BOT projects current-account deficit of $1 billion

Published on June 24, 2005

The Bank of Thailand (BOT) expects a current-account deficit of slightly more than US$1 billion (Bt41 billion) this year, due to high oil prices.

Central bank Governor MR Pridiyathorn Devakula said yesterday that the high cost of oil was creating a current-account deficit a year sooner than expected. The central bank had earlier predicted it would occur next year.

Pridiyathorn said on June 10 that he did not expect this year’s deficit to surpass $3 billion.

However, he insisted yesterday that it would not be a severe problem, as the country still had high international reserves.

“It’s lucky that we’ve accumulated international reserves that can absorb deficits for at least 10 years. We can be comfortable with a deficit of only $1 billion,” he said.

Thailand’s official reserves as of June 10 were reported to be $48.3 billion. The current account recorded a deficit of $3.1 billion over the first four months of this year, compared with the BOT’s earlier forecast of a surplus of between $1 billion and $2 billion.

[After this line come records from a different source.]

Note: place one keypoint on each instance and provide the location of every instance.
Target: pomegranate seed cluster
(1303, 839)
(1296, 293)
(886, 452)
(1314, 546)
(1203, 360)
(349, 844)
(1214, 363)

Customs officials on Wednesday released figures showing a preliminary trade deficit of $930 million in May, due to surging imports. Imports rose 22 per cent, because of higher prices for oil and other materials, such as steel. Exports in May grew by 9 per cent.

Phatra Securities said the May current-account deficit could be much worse than expected. Since now is the low season for tourism, the service-account surplus for the month over the past five years averaged only $200 million.

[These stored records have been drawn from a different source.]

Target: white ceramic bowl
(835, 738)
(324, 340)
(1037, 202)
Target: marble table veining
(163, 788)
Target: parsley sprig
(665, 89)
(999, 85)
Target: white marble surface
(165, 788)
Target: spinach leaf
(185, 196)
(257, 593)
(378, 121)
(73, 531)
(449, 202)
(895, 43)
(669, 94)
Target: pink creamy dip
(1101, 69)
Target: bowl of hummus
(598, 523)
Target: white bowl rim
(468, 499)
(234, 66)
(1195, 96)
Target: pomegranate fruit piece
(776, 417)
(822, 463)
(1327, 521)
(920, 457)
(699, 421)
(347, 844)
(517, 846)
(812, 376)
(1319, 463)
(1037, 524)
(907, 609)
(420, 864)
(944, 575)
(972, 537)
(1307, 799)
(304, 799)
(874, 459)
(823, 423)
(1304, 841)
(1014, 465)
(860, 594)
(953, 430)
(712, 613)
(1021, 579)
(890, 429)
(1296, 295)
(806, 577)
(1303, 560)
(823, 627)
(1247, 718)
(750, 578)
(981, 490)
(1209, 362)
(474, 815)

Based on that, the broker said, a current-account deficit in excess of $700 million could be expected for May, compared with an earlier forecast of $500 million. That would take the year-to-date current-account deficit to $3.8 billion, already in excess of 2 per cent of 2005 GDP.

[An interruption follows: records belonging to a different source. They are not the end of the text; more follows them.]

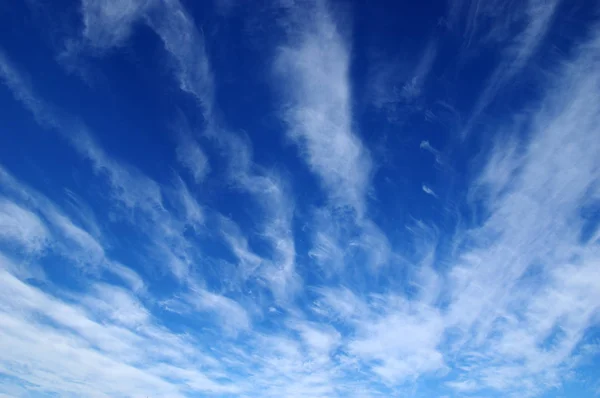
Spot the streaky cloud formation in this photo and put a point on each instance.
(233, 219)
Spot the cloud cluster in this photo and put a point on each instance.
(174, 297)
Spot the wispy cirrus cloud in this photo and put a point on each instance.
(270, 292)
(520, 49)
(530, 243)
(314, 71)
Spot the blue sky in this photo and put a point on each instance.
(299, 198)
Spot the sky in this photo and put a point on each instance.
(298, 198)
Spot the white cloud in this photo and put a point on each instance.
(313, 70)
(193, 158)
(522, 292)
(538, 18)
(20, 226)
(77, 353)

Pridiyathorn said the central bank was attempting to control the current-account deficit and maintain stability for prices and foreign exchange by gradually hiking its policy rate, which was aimed at boosting business confidence and bolstering private investment. While private consumption and exports are growing satisfactorily, private investment has been growing more slowly than expected.

Pridiyathorn said the central bank earlier expected private investment growth of more than 13 per cent, excluding effects from inflation, due to high-capacity use. However, it has grown by only 10 per cent due to a continual drop in business confidence over several months. The drop in confidence is despite sufficient bank loans, he said.

“Normally, business confidence and private investment go with each other. If business confidence drops, private investment drops within three to six months. I see business confidence as a problem that needs to be tackled. We need to create an environment that encourages investment. This is sort of an art, not a science,” he said.

He said oil prices and the southern unrest were only two of several factors that discouraged investment here.

The BOT governor believed that private consumption would slow this year after recording significant growth for three consecutive years from 2002, particularly in tangible goods. But he said private consumption was still satisfactory at 4.5 per cent.